“Queridos hermanos y hermanas, es necesario que esta realidad silenciada nos sacuda y conmueva”, escribe el cardenal Omella en su última carta dominical. “Es necesario que, en la medida en que podamos, no seamos cómplices de este silencio”. Pero, no, no se emocionen, no va a hablar de los casos de encubrimiento de la pederastia clerical que asola la Iglesia, sino de las redes de prostitución forzosa.
“El mercadeo con seres humanos es una actividad económica ilegal, que a menudo observamos desde la distancia, aunque la tenemos muy cerca”, se lamenta. “Tristemente hay un gran silencio sobre este gran drama que afecta directamente a muchas personas, pero que, en realidad, también afecta a toda la sociedad”.
¿Y qué tiene de especial, podrán preguntarse, que un prelado católico deplore la prostitución forzosa? ¿No es acaso una lacra espantosa y profundamente inmoral? Sí, claro, naturalmente. De hecho, lo es para todo el mundo, y eso es lo que hace característicos los mensajes de nuestros prelados hoy: que defienden lo que todo el mundo defiende y se oponen con firmeza a lo que no defendería nadie en su sano juicio. Es decir, es ir a lo seguro, como pescar en un barril; recordar lo que apenas nadie necesita que le recuerden, lo que es ya un grave delito y lo que no hace falta que la Iglesia condene especialmente porque nadie pone en duda su carácter indignante e inmoral.
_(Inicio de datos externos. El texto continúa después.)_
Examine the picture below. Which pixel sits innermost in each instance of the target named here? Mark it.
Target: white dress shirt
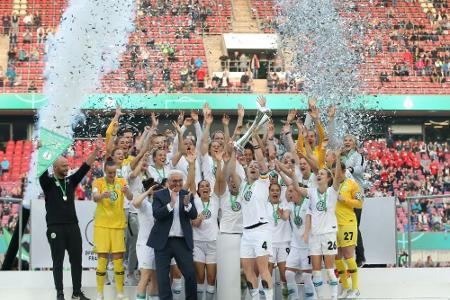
(175, 229)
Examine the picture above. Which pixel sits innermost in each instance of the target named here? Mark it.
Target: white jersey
(183, 166)
(136, 188)
(209, 228)
(209, 169)
(322, 209)
(253, 198)
(298, 219)
(231, 213)
(310, 182)
(158, 174)
(146, 222)
(281, 229)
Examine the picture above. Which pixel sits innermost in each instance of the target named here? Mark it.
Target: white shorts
(323, 244)
(299, 258)
(256, 242)
(146, 257)
(205, 252)
(280, 253)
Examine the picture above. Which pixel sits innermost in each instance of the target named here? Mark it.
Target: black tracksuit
(63, 232)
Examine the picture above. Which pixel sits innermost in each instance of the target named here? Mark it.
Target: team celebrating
(190, 206)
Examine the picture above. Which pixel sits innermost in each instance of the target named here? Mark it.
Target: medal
(248, 192)
(206, 212)
(276, 217)
(63, 190)
(235, 206)
(322, 204)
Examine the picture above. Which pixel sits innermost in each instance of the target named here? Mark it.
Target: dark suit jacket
(163, 219)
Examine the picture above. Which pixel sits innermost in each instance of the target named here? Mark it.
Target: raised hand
(331, 111)
(155, 121)
(206, 109)
(291, 116)
(225, 120)
(99, 142)
(194, 116)
(187, 199)
(177, 127)
(262, 101)
(119, 112)
(209, 119)
(241, 111)
(180, 118)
De hecho, si algo resulta cuestionable en la carta de Omella es esa referencia al asunto como “realidad silenciada”. Cualquiera puede comprobar que es objeto de reportajes y denuncias en prensa, radio y televisión. Si la Iglesia estuviera para decir estas cosas, nos tememos que sería redundante, como lo es cuando insiste en la urgencia de adoptar medidas contra el Cambio Climático o jalear por una apertura de par de par de las fronteras a la inmigración masiva: se piense lo que se piense de estas cuestiones, son ya obsesiones de los grandes grupos mediáticos de todo Occidente, y la Iglesia tiene poco o nada especializado que aportar.
Ya nos hemos referido otras veces que lo que la Iglesia ha dado tradicionalmente al mundo es el espíritu de profecía, que consiste en decir de forma especialmente insistente a cada época lo que no quiere oír; no el bien que ya hace, sino el que ignora; no el mal que condena, sino aquel al que llama “bien”. Por eso es desalentador oír a nuestros prelados usando su púlpito para repetir lo mismo que cualquier puede leer en la página editorial del New York Times o de El País, bueno o malo. La Iglesia nunca puede ser irrelevante, pero el mensaje de su jerarquía, sí; de hecho, ya lo es en su mayor parte.
Porque si de silencios hablamos, es notable comprobar el de nuestros obispos en todo el mundo, verdaderamente sepulcral, ante los escándalos de encubrimiento de sacerdotes pederastas o la evidentísima extensión de redes homosexuales en el clero. En la Iglesia de Francisco, la Iglesia sinodal, democrática, transparente y participativa, llama la atención que todos los sucesores de los Apóstoles actúen tan al unísono como soldados en un desfile.
Las iglesias se vacían a un ritmo alarmante, Occidente se descristianiza a marchas forzadas, en la Curia bulle un mundo aparte del mundo, una atmósfera enrarecida y opaca de rumores y secretos. Puestos a condenar, sí, mejor tirar por algo facilito, como la prostitución forzosa, que no va a molestar absolutamente a nadie. Ni a los propios proxenetas.